Berdasarkan ayat-ayat dan hadis di atas, dapat kita simpulkan bahwa shalat kita, ibadah kita, semuanya kembali untuk diri kita sendiri. Walaupun Allah SWT memerintahkan kita untuk beribadah, bukan berarti Allah SWT membutuhkan ibadah kita. Allah Mahakaya, Mahasempurna, dan tidak membutuhkan apapun dari ciptaanNya.

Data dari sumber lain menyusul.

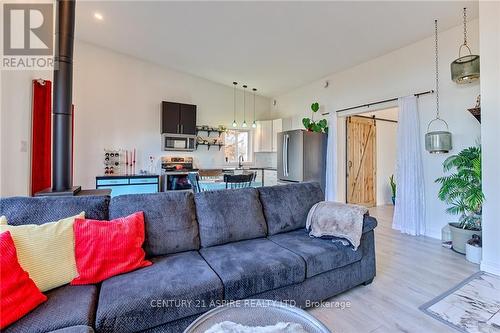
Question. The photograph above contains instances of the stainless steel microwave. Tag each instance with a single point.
(179, 142)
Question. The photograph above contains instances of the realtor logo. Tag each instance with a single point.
(28, 36)
(28, 29)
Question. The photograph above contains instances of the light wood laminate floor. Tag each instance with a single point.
(410, 271)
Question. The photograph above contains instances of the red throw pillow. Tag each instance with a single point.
(19, 293)
(107, 248)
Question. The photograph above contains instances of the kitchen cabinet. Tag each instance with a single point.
(265, 138)
(178, 118)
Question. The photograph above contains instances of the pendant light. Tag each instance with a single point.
(437, 142)
(235, 124)
(465, 69)
(244, 106)
(254, 124)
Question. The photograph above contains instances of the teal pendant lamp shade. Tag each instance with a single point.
(465, 69)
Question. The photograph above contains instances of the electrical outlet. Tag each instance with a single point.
(24, 146)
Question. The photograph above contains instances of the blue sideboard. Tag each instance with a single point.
(128, 184)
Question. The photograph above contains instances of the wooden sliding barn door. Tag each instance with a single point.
(361, 161)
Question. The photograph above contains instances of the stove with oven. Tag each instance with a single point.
(175, 173)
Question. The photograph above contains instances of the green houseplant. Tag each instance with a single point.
(392, 183)
(462, 191)
(313, 126)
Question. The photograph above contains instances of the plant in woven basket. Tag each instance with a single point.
(320, 126)
(462, 189)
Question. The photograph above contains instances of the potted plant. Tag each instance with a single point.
(462, 191)
(392, 183)
(473, 249)
(313, 126)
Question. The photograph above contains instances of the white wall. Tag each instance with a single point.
(117, 105)
(386, 160)
(404, 71)
(489, 14)
(15, 129)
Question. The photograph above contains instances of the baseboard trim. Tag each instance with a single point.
(490, 267)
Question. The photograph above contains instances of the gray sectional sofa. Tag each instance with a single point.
(206, 248)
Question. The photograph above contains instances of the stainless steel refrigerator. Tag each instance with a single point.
(301, 157)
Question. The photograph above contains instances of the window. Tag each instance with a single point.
(237, 143)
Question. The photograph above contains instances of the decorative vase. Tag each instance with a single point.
(459, 237)
(473, 253)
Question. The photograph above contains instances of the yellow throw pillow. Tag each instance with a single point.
(46, 251)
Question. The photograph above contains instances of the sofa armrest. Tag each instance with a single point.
(369, 223)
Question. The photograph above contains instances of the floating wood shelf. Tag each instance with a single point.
(220, 145)
(476, 112)
(209, 130)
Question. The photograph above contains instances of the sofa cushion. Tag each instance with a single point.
(169, 218)
(320, 255)
(27, 210)
(66, 306)
(286, 206)
(175, 286)
(229, 216)
(253, 266)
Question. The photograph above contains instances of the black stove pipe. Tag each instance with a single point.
(62, 97)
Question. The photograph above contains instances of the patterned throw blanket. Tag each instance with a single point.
(334, 219)
(230, 327)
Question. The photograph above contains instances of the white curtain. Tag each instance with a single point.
(409, 213)
(331, 159)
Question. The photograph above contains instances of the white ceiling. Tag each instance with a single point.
(274, 46)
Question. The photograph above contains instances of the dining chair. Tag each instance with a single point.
(239, 181)
(210, 174)
(194, 181)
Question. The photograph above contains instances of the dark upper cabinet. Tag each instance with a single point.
(170, 117)
(177, 118)
(188, 119)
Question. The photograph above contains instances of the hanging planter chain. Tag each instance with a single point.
(437, 141)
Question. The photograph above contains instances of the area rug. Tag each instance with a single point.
(473, 306)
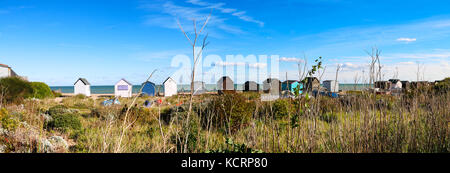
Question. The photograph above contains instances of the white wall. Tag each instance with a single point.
(123, 93)
(80, 88)
(332, 86)
(4, 72)
(170, 88)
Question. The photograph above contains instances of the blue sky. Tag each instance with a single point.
(58, 41)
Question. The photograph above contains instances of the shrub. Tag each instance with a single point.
(281, 108)
(56, 94)
(41, 90)
(65, 122)
(235, 148)
(16, 89)
(58, 109)
(80, 96)
(329, 117)
(443, 86)
(193, 139)
(233, 111)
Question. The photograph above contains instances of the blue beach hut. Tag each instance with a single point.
(290, 85)
(149, 89)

Maka sudah sepantasnya bagi setiap muslim untuk serius dan perhatian terhadap shalatnya. Shalat merupakan penghubung antara dirinya dan Rabbnya. Setiap muslim harus memperhatikan setiap rukunnya, kewajibannya, sunnah-sunahnya, dan apa-apa yang berkenaan dengannya. Menjalankan shalat dengan penuh kekhusyukan dan ketenangan. Sehingga shalatnya diterima oleh Allah dan ia memperoleh balasan yang sangat besar.

Rasulullah SAW bersabda, “Tidaklah seorang muslim yang ketika waktu shalat telah tiba kemudian dia membaguskan wudunya, khusyuknya, dan shalatnya, melainkan hal itu menjadi penebus dosa-dosanya yang telah lalu, selama tidak melakukan dosa besar. Dan itu (berlaku) pada seluruh waktu.” (HR. Muslim).